How to fetch all records from Airtable when limit exceeds 100 entries

I’m working on a Python application that connects to Airtable using the requests module to pull data and convert it to a Python list format.

The problem I’m facing is that my API calls only return 100 records maximum, even though my table has more entries. I’ve been looking into the Airtable documentation about pagination and maxRecords parameters, but I can’t figure out how to modify my request properly.

Here’s the API endpoint I’m currently using:

import requests

api_url = "https://api.airtable.com/v0/appX8H2MNkQzVDoWr/Users?api_key=YOUR_API_KEY"
response = requests.get(api_url)
data = response.json()
print(len(data['records']))  # Always shows 100 max

I know there should be a way to handle pagination or increase the record limit, but I’m stuck on the implementation. Has anyone dealt with this before? What’s the correct approach to retrieve all records from an Airtable base?

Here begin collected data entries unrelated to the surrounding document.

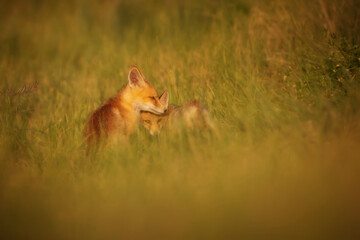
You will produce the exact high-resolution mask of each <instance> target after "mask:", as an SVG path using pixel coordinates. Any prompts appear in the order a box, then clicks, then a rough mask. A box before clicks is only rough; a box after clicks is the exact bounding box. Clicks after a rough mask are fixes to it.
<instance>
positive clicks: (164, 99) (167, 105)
mask: <svg viewBox="0 0 360 240" xmlns="http://www.w3.org/2000/svg"><path fill="white" fill-rule="evenodd" d="M159 99H160V102H161V104H162V105H163V106H165V107H166V108H168V106H169V93H168V91H167V90H165V91H164V92H163V94H161V96H160V97H159Z"/></svg>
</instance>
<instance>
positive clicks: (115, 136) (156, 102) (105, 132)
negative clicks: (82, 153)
mask: <svg viewBox="0 0 360 240" xmlns="http://www.w3.org/2000/svg"><path fill="white" fill-rule="evenodd" d="M128 81H129V82H128V84H127V85H125V86H124V87H123V88H122V89H121V90H120V92H119V93H118V94H117V95H116V96H115V97H113V98H111V99H109V100H107V101H106V102H105V103H104V104H103V105H102V106H100V108H98V109H97V110H95V111H94V112H93V113H92V114H91V115H90V118H89V120H88V121H87V123H86V126H85V129H84V133H85V138H86V142H87V144H88V145H90V144H92V143H97V142H98V141H99V139H100V138H101V137H102V135H104V136H105V137H110V136H111V137H113V138H117V137H119V136H123V137H125V138H127V137H128V136H130V135H131V133H132V132H133V131H134V130H135V128H136V127H137V125H138V122H139V118H140V111H149V112H152V113H157V114H162V113H164V111H165V110H166V107H167V106H163V105H162V104H161V102H160V99H159V96H158V94H157V92H156V90H155V88H154V87H153V86H151V84H150V83H149V82H148V81H146V80H145V78H144V77H143V76H142V74H141V73H140V71H139V70H138V69H137V68H136V67H131V68H130V71H129V76H128Z"/></svg>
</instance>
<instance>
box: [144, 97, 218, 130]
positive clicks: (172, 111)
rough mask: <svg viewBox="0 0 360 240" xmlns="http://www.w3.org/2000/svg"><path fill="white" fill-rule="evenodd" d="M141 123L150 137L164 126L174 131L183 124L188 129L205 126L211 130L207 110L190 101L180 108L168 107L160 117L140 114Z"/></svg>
mask: <svg viewBox="0 0 360 240" xmlns="http://www.w3.org/2000/svg"><path fill="white" fill-rule="evenodd" d="M160 100H161V97H160ZM141 123H142V124H143V126H144V127H145V128H146V129H147V130H148V131H149V133H150V134H151V135H154V134H158V133H160V131H161V129H162V128H163V127H164V126H167V127H168V128H170V129H175V128H177V127H179V125H180V124H185V126H186V127H188V128H194V127H207V126H208V127H211V128H213V124H212V122H211V120H210V119H209V116H208V111H207V109H206V108H204V107H202V106H201V105H200V103H199V102H198V101H196V100H191V101H189V102H187V103H185V104H184V105H182V106H173V105H170V106H169V107H168V109H167V111H166V112H165V113H164V114H161V115H157V114H153V113H150V112H141Z"/></svg>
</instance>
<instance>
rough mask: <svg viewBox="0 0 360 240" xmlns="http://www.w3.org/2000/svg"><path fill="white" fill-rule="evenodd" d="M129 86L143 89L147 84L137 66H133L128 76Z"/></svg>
mask: <svg viewBox="0 0 360 240" xmlns="http://www.w3.org/2000/svg"><path fill="white" fill-rule="evenodd" d="M128 79H129V86H130V87H135V86H137V87H142V86H143V85H144V83H145V80H144V77H143V75H142V74H141V73H140V71H139V69H138V68H137V67H135V66H132V67H131V68H130V71H129V75H128Z"/></svg>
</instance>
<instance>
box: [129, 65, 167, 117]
mask: <svg viewBox="0 0 360 240" xmlns="http://www.w3.org/2000/svg"><path fill="white" fill-rule="evenodd" d="M128 80H129V84H128V86H129V88H130V92H131V101H132V102H133V104H134V108H135V109H136V110H137V111H148V112H152V113H155V114H162V113H164V112H165V110H166V109H167V105H165V104H162V103H161V101H160V98H159V96H158V94H157V92H156V90H155V88H154V87H153V86H151V84H150V83H149V82H148V81H147V80H145V78H144V76H143V75H142V74H141V73H140V71H139V69H137V67H135V66H133V67H131V68H130V71H129V75H128Z"/></svg>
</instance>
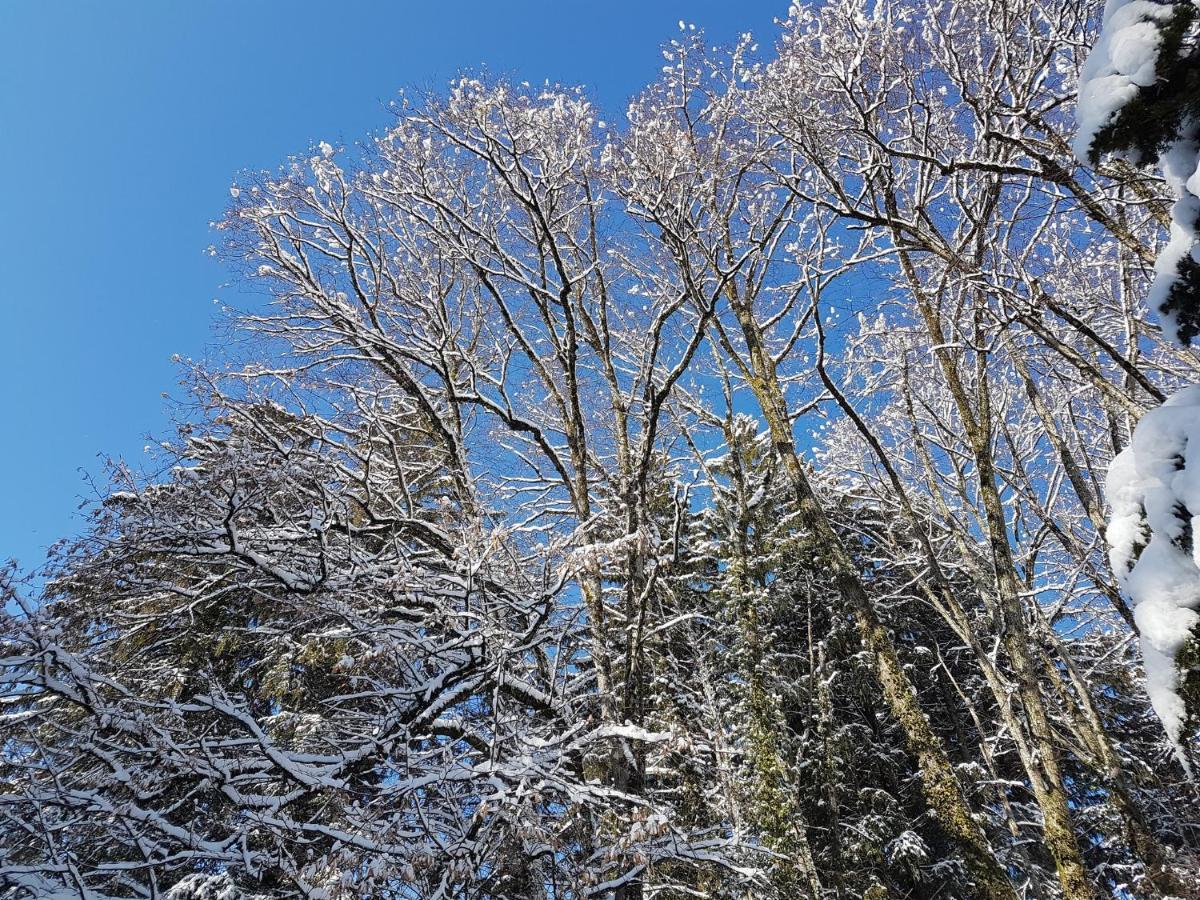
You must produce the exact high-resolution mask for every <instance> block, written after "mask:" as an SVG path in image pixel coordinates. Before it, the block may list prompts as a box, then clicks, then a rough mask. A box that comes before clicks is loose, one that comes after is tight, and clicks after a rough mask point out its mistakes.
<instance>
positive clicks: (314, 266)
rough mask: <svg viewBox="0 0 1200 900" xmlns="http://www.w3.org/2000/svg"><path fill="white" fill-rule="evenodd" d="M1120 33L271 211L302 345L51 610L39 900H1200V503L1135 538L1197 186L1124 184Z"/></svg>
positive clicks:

The 100-record limit is a hard constraint from Airtable’s API - you can’t just bump up maxRecords beyond that. You need to loop through the pagination tokens instead. Each response gives you an ‘offset’ field when there’s more data to grab. I hit this same problem last year and fixed it with a function that keeps requesting until there’s no offset returned. Just save the offset from each response and stick it in your next request URL. Combine all the records from each page into one list. Takes about 3-4 requests for tables with ~300 records. Don’t forget error handling and maybe throw in a small delay between requests so you don’t hit rate limits.

Yeah, pagination is your only option here. Airtable’s API won’t budge on that 100 record limit.

I just use a simple while loop that grabs all pages automatically:

import requests

def get_all_records(api_url):
    all_records = []
    offset = None
    
    while True:
        params = {}
        if offset:
            params['offset'] = offset
            
        response = requests.get(api_url, params=params)
        data = response.json()
        
        all_records.extend(data['records'])
        
        if 'offset' not in data:
            break
            
        offset = data['offset']
    
    return all_records

Saved me hours last month pulling customer data from multiple bases. Call it once and you’re done.

Watch out though - if you’ve got massive tables (10k+ records), add some rate limiting or process records in batches. Don’t dump everything into memory at once.